EC655
Justin Smith
Wilfrid Laurier University
Fall 2022
Repeated observations of some individual unit along some dimension
Typically, observing same people/firms/countries over time
Second dimension does not have to be time
Panel data can be used in several ways
Deal with individual heterogeneity
Increase variation (reduce standard errors)
Study dynamics
In microeconometrics, panel data mostly controls for individual heterogeneity
We will study
Basic panel data methods
Using panel data to identify parameters
Panels have at least 2 dimensions
A balanced panel is one where all individuals are observed in every time period
An unbalanced panel has at least one person not observed in a time period
Balanced Panel
ID | Year | Income |
1 | 1990 | 60000 |
1 | 1991 | 65000 |
1 | 1992 | 90000 |
2 | 1990 | 20000 |
2 | 1991 | 21000 |
2 | 1992 | 24000 |
Unbalanced Panel
ID | Year | Education |
1 | 1990 | 60000 |
1 | 1991 | 90000 |
2 | 1990 | 20000 |
2 | 1991 | 21000 |
2 | 1992 | 24000 |
Like regular regression model, but with unobserved variable that only varies over individuals
The regression model is \[y_{ij} = \mathbf{x_{ij}}\boldsymbol{\beta} +a_{i} + u_{ij}\]
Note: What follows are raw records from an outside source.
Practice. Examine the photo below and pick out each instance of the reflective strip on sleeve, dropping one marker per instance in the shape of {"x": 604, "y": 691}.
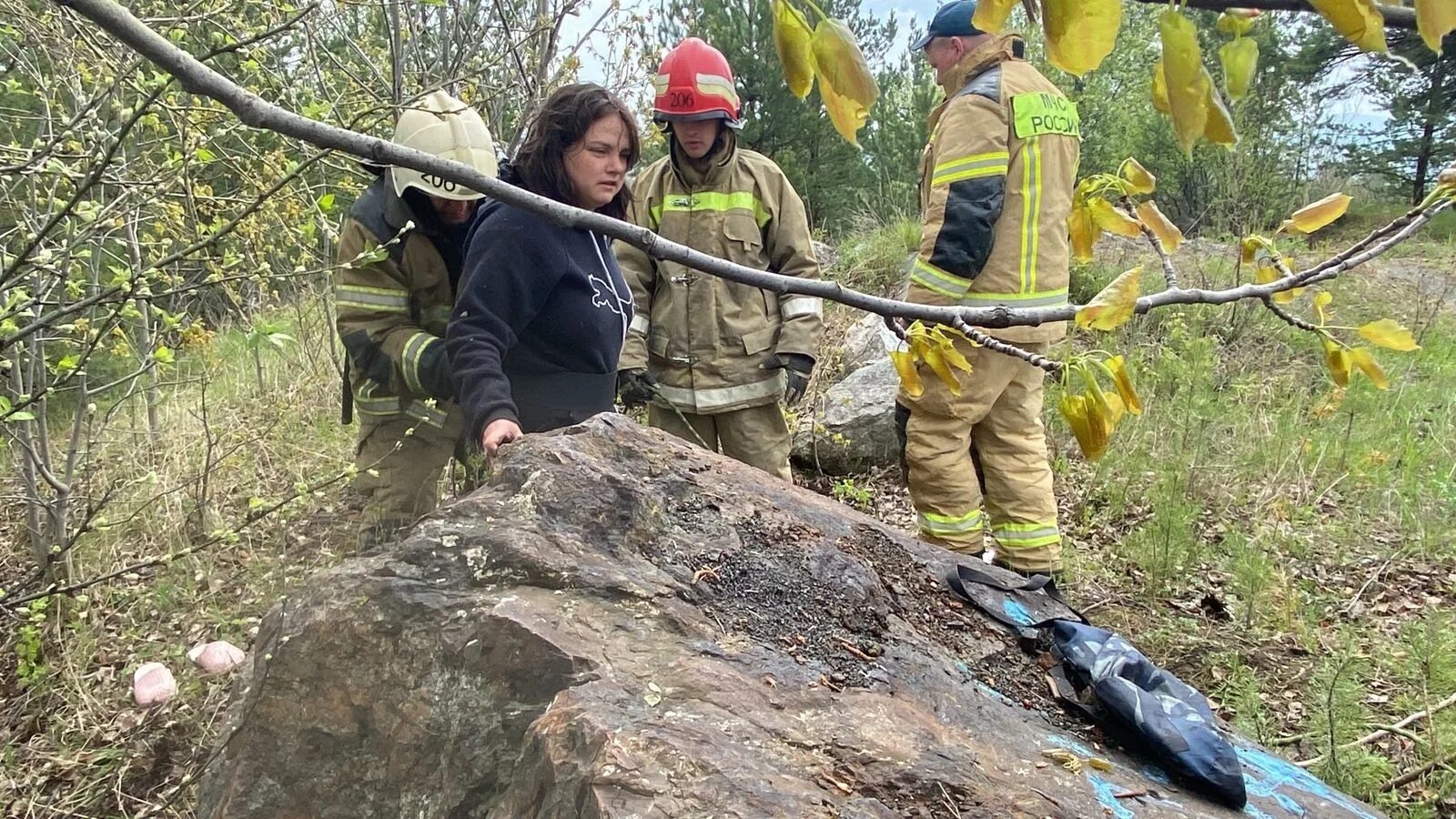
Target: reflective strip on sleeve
{"x": 1031, "y": 213}
{"x": 936, "y": 280}
{"x": 371, "y": 299}
{"x": 797, "y": 307}
{"x": 1026, "y": 535}
{"x": 1034, "y": 299}
{"x": 943, "y": 525}
{"x": 366, "y": 404}
{"x": 713, "y": 201}
{"x": 717, "y": 398}
{"x": 415, "y": 347}
{"x": 975, "y": 167}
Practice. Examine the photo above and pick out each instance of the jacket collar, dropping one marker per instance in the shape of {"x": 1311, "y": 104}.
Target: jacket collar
{"x": 708, "y": 171}
{"x": 994, "y": 51}
{"x": 398, "y": 212}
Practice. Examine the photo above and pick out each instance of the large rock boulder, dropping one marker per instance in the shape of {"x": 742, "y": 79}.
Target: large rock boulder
{"x": 866, "y": 341}
{"x": 852, "y": 426}
{"x": 619, "y": 624}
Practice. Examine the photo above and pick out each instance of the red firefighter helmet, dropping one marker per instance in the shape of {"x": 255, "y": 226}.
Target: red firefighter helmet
{"x": 695, "y": 84}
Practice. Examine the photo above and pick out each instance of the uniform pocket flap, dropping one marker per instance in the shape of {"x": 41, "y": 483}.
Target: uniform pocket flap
{"x": 759, "y": 341}
{"x": 743, "y": 229}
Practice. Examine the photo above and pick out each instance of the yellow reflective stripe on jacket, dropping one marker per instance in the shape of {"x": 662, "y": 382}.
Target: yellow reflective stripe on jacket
{"x": 713, "y": 201}
{"x": 967, "y": 523}
{"x": 1034, "y": 299}
{"x": 376, "y": 299}
{"x": 936, "y": 280}
{"x": 1026, "y": 535}
{"x": 415, "y": 347}
{"x": 1031, "y": 213}
{"x": 994, "y": 164}
{"x": 366, "y": 404}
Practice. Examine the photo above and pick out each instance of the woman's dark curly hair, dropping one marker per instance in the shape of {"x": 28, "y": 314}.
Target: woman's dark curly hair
{"x": 562, "y": 121}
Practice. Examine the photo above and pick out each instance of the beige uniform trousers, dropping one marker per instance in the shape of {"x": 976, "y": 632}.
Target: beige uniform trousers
{"x": 999, "y": 416}
{"x": 759, "y": 436}
{"x": 407, "y": 458}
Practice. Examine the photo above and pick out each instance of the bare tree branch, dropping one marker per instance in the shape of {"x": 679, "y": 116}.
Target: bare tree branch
{"x": 1394, "y": 15}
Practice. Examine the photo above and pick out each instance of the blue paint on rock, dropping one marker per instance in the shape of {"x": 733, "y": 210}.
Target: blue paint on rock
{"x": 1107, "y": 796}
{"x": 1016, "y": 612}
{"x": 1279, "y": 773}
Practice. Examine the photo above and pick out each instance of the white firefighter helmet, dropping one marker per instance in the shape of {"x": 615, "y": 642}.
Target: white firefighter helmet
{"x": 449, "y": 128}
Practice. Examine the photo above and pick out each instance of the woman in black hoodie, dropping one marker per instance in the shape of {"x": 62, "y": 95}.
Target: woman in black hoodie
{"x": 542, "y": 309}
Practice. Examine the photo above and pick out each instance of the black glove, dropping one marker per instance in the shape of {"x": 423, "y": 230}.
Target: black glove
{"x": 434, "y": 372}
{"x": 635, "y": 387}
{"x": 798, "y": 368}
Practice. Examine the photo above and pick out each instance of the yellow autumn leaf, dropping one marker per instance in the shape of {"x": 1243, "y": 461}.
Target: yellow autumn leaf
{"x": 1114, "y": 305}
{"x": 1219, "y": 130}
{"x": 1139, "y": 179}
{"x": 909, "y": 375}
{"x": 1368, "y": 365}
{"x": 1434, "y": 19}
{"x": 1186, "y": 77}
{"x": 1079, "y": 417}
{"x": 1168, "y": 234}
{"x": 954, "y": 356}
{"x": 1359, "y": 21}
{"x": 794, "y": 41}
{"x": 1321, "y": 302}
{"x": 1318, "y": 215}
{"x": 1081, "y": 33}
{"x": 1084, "y": 230}
{"x": 1239, "y": 58}
{"x": 1339, "y": 361}
{"x": 936, "y": 361}
{"x": 1099, "y": 402}
{"x": 990, "y": 15}
{"x": 1161, "y": 89}
{"x": 1117, "y": 368}
{"x": 1238, "y": 22}
{"x": 1108, "y": 217}
{"x": 1390, "y": 334}
{"x": 844, "y": 80}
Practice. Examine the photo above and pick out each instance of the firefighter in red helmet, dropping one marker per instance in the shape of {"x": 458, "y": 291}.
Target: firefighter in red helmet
{"x": 713, "y": 359}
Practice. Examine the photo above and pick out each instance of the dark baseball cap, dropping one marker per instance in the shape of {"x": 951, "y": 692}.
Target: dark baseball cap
{"x": 953, "y": 19}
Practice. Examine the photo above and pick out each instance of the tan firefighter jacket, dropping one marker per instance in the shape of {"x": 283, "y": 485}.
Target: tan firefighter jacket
{"x": 699, "y": 336}
{"x": 392, "y": 305}
{"x": 996, "y": 186}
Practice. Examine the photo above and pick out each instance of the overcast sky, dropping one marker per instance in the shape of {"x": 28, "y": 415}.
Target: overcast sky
{"x": 914, "y": 16}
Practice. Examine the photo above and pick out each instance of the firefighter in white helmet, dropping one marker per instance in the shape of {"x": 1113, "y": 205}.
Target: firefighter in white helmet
{"x": 713, "y": 358}
{"x": 399, "y": 254}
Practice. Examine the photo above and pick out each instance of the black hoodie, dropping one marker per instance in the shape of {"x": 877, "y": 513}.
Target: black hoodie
{"x": 539, "y": 322}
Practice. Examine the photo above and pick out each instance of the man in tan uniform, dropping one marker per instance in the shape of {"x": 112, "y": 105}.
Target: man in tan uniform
{"x": 996, "y": 189}
{"x": 706, "y": 351}
{"x": 399, "y": 252}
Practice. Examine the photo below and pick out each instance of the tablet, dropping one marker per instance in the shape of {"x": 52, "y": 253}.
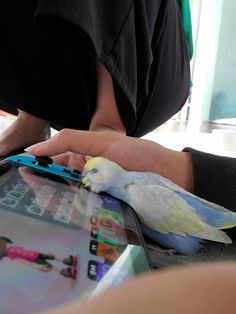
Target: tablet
{"x": 60, "y": 242}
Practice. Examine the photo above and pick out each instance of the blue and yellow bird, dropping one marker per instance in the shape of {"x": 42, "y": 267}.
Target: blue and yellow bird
{"x": 168, "y": 214}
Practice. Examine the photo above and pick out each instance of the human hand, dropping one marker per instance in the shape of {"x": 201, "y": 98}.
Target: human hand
{"x": 133, "y": 154}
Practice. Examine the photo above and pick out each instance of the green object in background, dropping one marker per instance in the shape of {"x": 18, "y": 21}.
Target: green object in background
{"x": 187, "y": 24}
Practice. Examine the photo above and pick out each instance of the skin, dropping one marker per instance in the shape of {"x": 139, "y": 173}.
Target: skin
{"x": 70, "y": 148}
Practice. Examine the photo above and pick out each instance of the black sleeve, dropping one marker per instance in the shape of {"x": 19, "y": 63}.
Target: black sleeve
{"x": 214, "y": 178}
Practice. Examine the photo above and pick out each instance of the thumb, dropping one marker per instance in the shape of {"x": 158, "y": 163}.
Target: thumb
{"x": 81, "y": 142}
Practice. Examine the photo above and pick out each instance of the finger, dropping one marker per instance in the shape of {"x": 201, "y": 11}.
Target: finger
{"x": 71, "y": 160}
{"x": 82, "y": 142}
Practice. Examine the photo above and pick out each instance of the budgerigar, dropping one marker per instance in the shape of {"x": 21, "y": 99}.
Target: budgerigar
{"x": 169, "y": 215}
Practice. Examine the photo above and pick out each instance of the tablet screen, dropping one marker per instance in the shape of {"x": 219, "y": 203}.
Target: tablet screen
{"x": 60, "y": 242}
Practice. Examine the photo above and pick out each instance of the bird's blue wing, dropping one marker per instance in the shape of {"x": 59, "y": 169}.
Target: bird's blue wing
{"x": 212, "y": 216}
{"x": 186, "y": 245}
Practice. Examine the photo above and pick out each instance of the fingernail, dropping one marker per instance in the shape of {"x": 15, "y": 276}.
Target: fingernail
{"x": 35, "y": 146}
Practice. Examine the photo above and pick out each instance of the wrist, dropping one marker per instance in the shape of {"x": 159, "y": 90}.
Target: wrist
{"x": 176, "y": 166}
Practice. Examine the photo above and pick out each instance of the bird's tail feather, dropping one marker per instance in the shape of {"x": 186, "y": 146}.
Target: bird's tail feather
{"x": 212, "y": 216}
{"x": 212, "y": 234}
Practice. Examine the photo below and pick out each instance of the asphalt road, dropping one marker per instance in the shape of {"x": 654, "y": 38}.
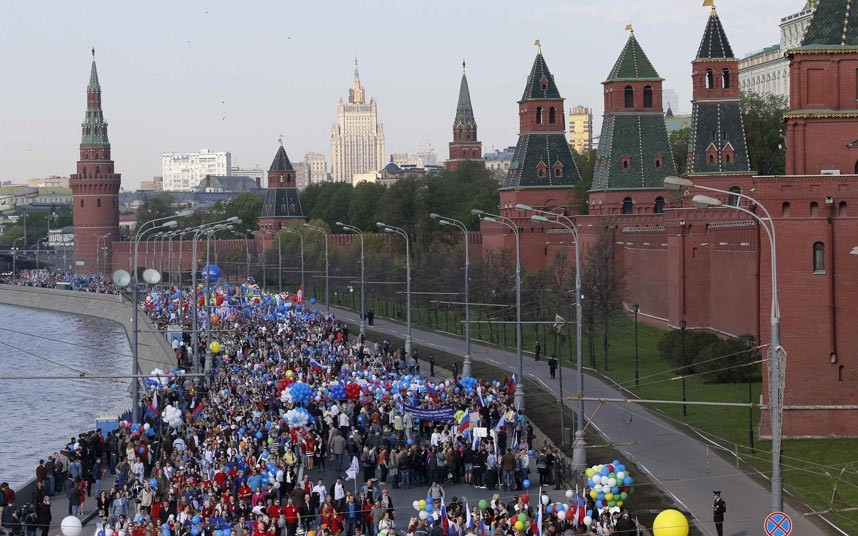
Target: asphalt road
{"x": 687, "y": 468}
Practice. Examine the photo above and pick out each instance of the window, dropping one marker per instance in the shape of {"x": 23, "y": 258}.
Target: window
{"x": 818, "y": 258}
\(\mathbf{x_{ij}}\) contains a constant
\(a_{i}\) is the unobserved effect
Assume we are not interested in the effect of \(a_{i}\) on \(y_{ij}\)
Usually it is not observed, or unmeasurable anyway
This is why it is not written with a parameter
Several models we can use to estimate the parameters \(\boldsymbol{\beta}\)
We learned regression model was structural when error was mean independent
Panel model is structural when we assume Strict Exogeneity
Mathematically, strict exogeneity is written as \[E[u_{ij} | \mathbf{x_{i1}}, \mathbf{x_{i2}}, \ldots, \mathbf{x_{iJ}}, a_{i}] =0\]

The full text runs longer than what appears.